Di base, il reddito imponibile dovrebbe essere il risultato della somma di tutti i tipi di reddito percepiti nell'arco di un periodo di imposta (coincidente con un anno solare), si ottiene così il reddito complessivo e su questo andrebbero applicate le imposte secondo gli scaglioni progressivi.

Questo proposito si infrange inesorabilmente sulla barriera di sedimenti e stratificazioni che hanno sfigurato nel tempo il volto del sistema impositivo.

Tassazione dei redditi d'impresa

Un esempio eclatante è quello della tassazione dei redditi che derivano da attività d'impresa.

Ad oggi il sistema prevede che i redditi che derivano da attività di impresa organizzate in forma di società di capitali subiscono una prima tassazione a titolo di IRES con una aliquota del 24%.

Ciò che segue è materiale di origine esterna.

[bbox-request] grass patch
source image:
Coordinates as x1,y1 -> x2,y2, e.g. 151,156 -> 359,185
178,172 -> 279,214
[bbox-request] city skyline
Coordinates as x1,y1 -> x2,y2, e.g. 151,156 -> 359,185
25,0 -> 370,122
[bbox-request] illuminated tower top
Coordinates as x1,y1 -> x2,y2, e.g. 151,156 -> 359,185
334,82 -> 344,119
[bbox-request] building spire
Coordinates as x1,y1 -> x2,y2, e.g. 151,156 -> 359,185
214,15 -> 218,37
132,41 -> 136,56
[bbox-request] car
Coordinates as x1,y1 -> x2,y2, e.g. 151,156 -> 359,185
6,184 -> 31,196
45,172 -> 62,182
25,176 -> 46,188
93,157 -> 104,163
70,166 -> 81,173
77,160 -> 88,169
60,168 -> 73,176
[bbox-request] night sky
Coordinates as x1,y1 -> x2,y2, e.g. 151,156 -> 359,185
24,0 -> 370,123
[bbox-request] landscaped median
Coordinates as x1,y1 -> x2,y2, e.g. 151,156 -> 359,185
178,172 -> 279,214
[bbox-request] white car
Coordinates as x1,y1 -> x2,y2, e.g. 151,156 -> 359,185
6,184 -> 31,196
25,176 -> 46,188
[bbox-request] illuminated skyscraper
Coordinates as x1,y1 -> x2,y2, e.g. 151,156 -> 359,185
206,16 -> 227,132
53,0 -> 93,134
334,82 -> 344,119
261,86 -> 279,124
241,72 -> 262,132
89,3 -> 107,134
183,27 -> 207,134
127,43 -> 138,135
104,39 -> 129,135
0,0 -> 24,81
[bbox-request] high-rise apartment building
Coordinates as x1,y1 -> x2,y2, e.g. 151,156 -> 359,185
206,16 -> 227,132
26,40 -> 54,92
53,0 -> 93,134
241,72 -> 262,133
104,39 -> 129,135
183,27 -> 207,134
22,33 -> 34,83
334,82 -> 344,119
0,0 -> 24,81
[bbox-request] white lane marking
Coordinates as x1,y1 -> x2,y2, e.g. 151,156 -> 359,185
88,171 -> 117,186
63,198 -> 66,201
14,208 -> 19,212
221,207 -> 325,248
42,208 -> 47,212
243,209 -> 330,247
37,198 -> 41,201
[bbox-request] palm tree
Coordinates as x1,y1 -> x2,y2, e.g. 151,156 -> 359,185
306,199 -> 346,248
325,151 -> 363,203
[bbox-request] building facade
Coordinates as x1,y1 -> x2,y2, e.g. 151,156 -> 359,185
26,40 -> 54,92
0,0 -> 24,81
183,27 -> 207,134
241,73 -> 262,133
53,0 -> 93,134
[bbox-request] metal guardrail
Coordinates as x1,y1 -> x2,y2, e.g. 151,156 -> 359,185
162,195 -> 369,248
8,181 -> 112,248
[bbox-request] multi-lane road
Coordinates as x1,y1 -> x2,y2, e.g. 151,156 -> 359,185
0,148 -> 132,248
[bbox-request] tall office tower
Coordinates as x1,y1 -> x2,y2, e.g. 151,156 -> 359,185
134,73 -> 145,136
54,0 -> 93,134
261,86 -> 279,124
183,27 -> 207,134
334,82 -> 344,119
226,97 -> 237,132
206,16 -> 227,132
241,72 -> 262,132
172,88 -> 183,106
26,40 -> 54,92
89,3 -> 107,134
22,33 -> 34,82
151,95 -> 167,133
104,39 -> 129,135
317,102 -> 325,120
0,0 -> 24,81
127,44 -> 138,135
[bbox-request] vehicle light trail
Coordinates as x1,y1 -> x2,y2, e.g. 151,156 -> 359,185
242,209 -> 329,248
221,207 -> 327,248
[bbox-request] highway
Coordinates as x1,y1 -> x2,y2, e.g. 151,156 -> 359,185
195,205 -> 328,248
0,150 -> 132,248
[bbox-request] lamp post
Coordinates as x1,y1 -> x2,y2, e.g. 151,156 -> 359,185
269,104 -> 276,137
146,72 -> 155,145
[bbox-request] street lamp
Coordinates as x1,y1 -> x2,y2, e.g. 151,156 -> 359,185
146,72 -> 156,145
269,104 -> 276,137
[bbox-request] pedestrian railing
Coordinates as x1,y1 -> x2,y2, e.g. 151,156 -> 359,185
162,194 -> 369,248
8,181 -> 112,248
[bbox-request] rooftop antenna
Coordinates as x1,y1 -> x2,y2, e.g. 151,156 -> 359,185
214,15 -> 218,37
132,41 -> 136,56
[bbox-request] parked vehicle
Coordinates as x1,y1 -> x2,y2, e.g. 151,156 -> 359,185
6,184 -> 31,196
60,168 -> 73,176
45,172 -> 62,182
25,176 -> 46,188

Successivamente, quando gli utili prodotti vengono distribuiti, questi (come dividendi) subiscono un'ulteriore tassazione a titolo di imposta sostitutiva con una aliquota fissa pari al 26%.

A ciò, tra l'altro, si deve aggiungere l'imposta che grava sulle imprese e opera a livello regionale, cioè l'IRAP, con una aliquota media del 3,9%.

Ebbene, sommando il carico fiscale si arriva a superare ampiamente l'aliquota marginale più alta prevista dal TUIR per le persone fisiche, e cioè il 43%.

Ed è qui il primo problema: a parità di utili prodotti, quando questi vengono distribuiti, se si fa impresa sotto forma di società di persone o in forma individuale, si avrà una tassazione non oltre il 43%, per chi invece fa impresa sotto forma di società di capitali la tassazione sarà complessivamente maggiore, superando addirittura il 50%.

Ma allora la domanda è: in questo caso dov'è l'applicazione pratica del principio di capacità contributiva? Non c'è.

Il parametro dell'effettiva possibilità economica non ricopre alcun ruolo, tanto meno quello di indirizzare l'intero sistema tributario verso il più generale principio di uguaglianza, secondo cui situazioni uguali devono essere trattate ugualmente, e situazioni diversi invece diversamente.

Il discorso non cambia in riferimento all'indice di progressività.

Anzi, solleva un secondo problema. Se, ad esempio, due s.r.l. hanno prodotto utili una per cento e l'altra per mille, l'attuale sistema garantisce una tassazione progressiva? No, entrambe saranno assoggettate ad una medesima incidenza in termini di aliquota. Ma allora anche qui, dov'è la contribuzione crescente al crescere delle possibilità economiche? Non c'è.

A questa macroscopica anomalia vuole porre rimedio il disegno di legge delega sulla riforma fiscale, prevedendo un'equiparazione dei redditi d'impresa indipendentemente dall'organizzazione in forma di società di capitali o di società di persone o individuale.

Ma il problema è più generale, e riguarda la pletora di imposte sostitutive, cedolari secche e agevolazioni settoriali.

Un sistema basato sulle deroghe è sempre un cattivo sistema. Se ci sono delle regole, perché si sente continuamente il bisogno di derogarle?

Anche perché, se i criteri di ripartizione del carico fiscale non hanno una reale incidenza sul prelievo tributario, allora viene meno anche la funzione più generale assegnata dalla Costituzione al sistema fiscale, e cioè quella di un'equa e giusta distribuzione della tassazione.

Probabilmente il sistema impositivo parte da un presupposto sbagliato e cioè quello di basarsi sulla categoria reddituale o, peggio, sul settore economico, piuttosto che parametrare l'incidenza fiscale al complesso dei redditi cumulativamente prodotti da un singolo contribuente.

Quale dovrebbe essere questa la regola

Sommare i redditi della singola persona fisica, indipendentemente dalla categoria alla quale appartengono, e tassarla con l'aliquota progressiva sul totale.

Le deroghe devono essere davvero poche e talmente urgenti e costituzionalmente protette da giustificare, nel bilanciamento dei valori, il sacrificio di ben quattro principi costituzionali: l'uguaglianza, la solidarietà economica (partecipazione alle spese pubbliche), la capacità contributiva e la progressività del carico fiscale.